An diesem Punkt traten Prof. Dr. med Jürgen Debus von der Radiologischen Universitätsklinik Heidelberg und Dr. Friedrich von Bohlen, Geschäftsführer von Molecular Health, einem Unternehmen für datengestützte Präzisionsmedizin, auf. „Das ist was dran“, konstatierte Jürgen Debus nüchtern. Die Frage sei aber: „Was mache ich daraus?“. Die Maschine könne vieles besser, sie sei in vielem sicherer, aber sie sei eben nicht intelligent. Eine Maschine finde statistische Korrelationen (Wahrscheinlichkeitszusammenhänge), aber die Kausalität (Beziehung zwischen Ursache und Wirkung), die müsse immer noch der Mensch herstellen. „Mehr Freiraum für Entscheidungen“, wie Thomas Schulz es formuliert, würden die Maschinen aber in jedem Fall liefern.

Friedrich von Bohlen sieht im Computing die nächste große Medizin-Revolution, die „völlige neue Dimensionen“ in der Medizin sichtbar mache, z. B. neue Muster von Mutationen in der Krebsdiagnostik, die sich dann doch mit Verlaufsdaten und Lifestyle-Daten koppeln ließen.

Jürgen Debus betonte die Notwendigkeit „den Patienten insgesamt zu modellieren“ und dazu seinen möglichst viele Daten unabdingbar. Der Wissensschatz der Medizin sei heute so groß, dass ihn kein Mensch mehr überblicken könne. Die Radiologen von heute seien dermaßen spezialisiert, dass für die Bestrahlung eines Hirntumors und die Bestrahlung eines Prostatatumors zwei unterschiedliche Experten notwendig seien, die auf ihrem jeweiligen Fachgebiet kaum miteinander kommunizieren könnten.

Doch der freie Umgang mit medizinischen Daten birgt auch viele Gefahren, allen voran beim Datenschutz. Die Debatte um die elektronische Gesundheitsakte in Deutschland ist dafür ein Musterbeispiel.

Friedrich von Bohlen hofft darauf, dass sich das Problem vielleicht anders lösen lasse, z. B. indem die Patienten ihre Daten in Zukunft selbst auf dem Handy mit sich herumtragen. Es gebe ja heute bereits USB-Sticks, „da spucken Sie drauf, und ein paar Sekunden später haben Sie ihren DNA-Fingerabdruck in der Hosentasche.“ Für Jugendliche sei das Smartphone eh schon der Mittelpunkt ihres Lebens. Jürgen Debus sah an diesem Punkt schon eine „Anmache 4.0“ aufziehen: „Homozygot mit blauen Augen, na, wie wäre es mit uns beiden?“, warf er mit einem Schmunzeln ein.
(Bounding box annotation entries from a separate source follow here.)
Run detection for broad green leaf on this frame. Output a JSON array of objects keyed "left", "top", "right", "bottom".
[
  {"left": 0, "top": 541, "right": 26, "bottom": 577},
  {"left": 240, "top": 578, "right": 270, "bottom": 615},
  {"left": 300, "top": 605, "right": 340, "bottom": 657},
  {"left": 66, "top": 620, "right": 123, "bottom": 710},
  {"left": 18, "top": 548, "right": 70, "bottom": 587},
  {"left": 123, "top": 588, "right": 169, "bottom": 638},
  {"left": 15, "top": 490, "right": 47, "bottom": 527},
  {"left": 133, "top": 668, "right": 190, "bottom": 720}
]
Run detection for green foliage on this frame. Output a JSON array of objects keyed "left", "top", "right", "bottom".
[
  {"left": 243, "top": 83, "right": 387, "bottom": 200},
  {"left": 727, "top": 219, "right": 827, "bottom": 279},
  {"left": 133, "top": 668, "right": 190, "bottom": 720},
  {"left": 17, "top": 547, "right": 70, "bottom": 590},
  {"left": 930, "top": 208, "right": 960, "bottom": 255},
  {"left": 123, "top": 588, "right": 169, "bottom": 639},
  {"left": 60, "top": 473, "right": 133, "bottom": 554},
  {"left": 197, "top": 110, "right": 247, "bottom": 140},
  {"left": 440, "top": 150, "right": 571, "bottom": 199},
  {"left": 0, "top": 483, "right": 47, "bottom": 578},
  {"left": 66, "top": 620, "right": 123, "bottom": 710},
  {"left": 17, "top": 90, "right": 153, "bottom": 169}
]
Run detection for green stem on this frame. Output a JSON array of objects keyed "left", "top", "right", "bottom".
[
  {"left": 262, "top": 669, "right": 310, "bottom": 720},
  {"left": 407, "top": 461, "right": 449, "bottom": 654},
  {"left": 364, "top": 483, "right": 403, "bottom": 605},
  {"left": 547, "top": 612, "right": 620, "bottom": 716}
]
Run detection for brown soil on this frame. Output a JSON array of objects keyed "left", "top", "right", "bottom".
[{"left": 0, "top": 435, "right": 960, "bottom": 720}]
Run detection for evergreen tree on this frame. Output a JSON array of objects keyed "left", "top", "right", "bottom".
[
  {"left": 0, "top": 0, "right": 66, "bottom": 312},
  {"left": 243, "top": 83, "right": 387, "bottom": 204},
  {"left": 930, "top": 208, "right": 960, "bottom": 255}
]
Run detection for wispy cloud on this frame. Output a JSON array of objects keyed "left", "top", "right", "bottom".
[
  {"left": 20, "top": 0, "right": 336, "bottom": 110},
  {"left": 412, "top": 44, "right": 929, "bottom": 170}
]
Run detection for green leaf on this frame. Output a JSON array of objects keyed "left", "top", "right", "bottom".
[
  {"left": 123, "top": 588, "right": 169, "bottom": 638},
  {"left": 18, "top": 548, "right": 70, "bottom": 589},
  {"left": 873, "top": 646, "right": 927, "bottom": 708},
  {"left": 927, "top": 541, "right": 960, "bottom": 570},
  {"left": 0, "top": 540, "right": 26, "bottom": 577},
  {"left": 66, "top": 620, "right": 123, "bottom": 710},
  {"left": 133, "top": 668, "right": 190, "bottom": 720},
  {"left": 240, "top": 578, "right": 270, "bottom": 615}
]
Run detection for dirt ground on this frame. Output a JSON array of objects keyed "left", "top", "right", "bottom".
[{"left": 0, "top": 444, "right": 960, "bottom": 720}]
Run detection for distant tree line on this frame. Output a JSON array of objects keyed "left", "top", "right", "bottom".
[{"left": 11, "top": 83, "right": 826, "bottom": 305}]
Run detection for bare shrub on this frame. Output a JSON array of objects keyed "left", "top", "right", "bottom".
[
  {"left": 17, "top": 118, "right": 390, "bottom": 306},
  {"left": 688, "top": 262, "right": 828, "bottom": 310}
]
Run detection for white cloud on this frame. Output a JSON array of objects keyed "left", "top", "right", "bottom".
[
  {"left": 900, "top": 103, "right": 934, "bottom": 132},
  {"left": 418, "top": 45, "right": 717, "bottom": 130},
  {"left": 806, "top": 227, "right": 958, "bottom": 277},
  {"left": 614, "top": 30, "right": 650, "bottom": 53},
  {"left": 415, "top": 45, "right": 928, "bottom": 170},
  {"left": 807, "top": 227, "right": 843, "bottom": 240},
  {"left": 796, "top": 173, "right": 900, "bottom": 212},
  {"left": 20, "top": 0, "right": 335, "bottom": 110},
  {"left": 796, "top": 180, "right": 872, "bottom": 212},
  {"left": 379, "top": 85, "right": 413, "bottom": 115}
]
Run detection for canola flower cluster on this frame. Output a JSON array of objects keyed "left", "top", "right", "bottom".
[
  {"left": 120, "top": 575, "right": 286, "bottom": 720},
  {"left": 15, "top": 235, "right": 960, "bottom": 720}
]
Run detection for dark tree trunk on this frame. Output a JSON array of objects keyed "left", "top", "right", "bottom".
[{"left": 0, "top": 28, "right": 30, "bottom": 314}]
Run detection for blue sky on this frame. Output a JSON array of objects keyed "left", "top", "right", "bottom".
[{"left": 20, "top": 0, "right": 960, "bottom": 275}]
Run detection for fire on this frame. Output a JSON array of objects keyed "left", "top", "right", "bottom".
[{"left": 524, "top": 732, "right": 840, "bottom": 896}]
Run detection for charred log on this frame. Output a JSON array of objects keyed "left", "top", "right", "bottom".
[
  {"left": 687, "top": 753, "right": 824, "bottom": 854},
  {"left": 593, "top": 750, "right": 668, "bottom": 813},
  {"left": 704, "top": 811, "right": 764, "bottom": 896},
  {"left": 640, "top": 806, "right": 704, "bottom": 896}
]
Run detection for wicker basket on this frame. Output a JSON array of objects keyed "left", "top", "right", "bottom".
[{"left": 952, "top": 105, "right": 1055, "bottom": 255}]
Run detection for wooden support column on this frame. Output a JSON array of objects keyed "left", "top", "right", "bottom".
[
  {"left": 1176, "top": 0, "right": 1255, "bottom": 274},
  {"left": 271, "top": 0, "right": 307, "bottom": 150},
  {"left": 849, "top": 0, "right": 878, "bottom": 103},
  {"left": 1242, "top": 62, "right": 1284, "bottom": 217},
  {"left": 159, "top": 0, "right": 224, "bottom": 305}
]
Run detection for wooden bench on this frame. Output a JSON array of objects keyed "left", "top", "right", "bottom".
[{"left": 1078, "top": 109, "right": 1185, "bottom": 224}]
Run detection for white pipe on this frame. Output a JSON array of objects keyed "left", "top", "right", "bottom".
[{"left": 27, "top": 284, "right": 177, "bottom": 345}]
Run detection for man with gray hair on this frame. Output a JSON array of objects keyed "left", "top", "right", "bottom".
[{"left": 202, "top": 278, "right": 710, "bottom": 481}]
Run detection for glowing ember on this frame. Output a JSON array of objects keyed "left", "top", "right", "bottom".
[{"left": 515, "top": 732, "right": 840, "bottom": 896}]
Das sehr ernste Problem dahinter nennt Thomas Schulz „Konsumenteneugenik“. Jürgen Debus betonte, dass man die Menschen darauf vorbereiten müsse, was es bedeute „wenn man sein Genom ins Internet stellt“. Neue Technologien dürften „nicht einfach freigeschaltet“ werden.

Die neuen Technologien seien „an sich nicht gefährlich“ sagte Friedrich von Bohlen, aber könnten sich nur wenige Menschen darunter auch etwas vorstellen. Grundsätzlich sei der technologische Fortschritt nicht aufzuhalten.

Auf die Frage, wie das Gesundheitssystem mit der neuen Datenmedizin umgehen solle, plädierte Friedrich von Bohlen für neue „Belohnungsstrukturen“, die vor allem „langfristig“ angelegt sein müssten. Es müssten Anreize geschaffen werden, die Daten frühzeitig ins System zu spielen. Patienten könnten dafür z. B. in Form von Kryptowährung ausgezahlt werden, sagte er. Vielleicht hätten wir später mal einen „technischen Arzt“ und einen „menschlichen Arzt“, die beide zum Wohl des Patienten zusammenarbeiteten.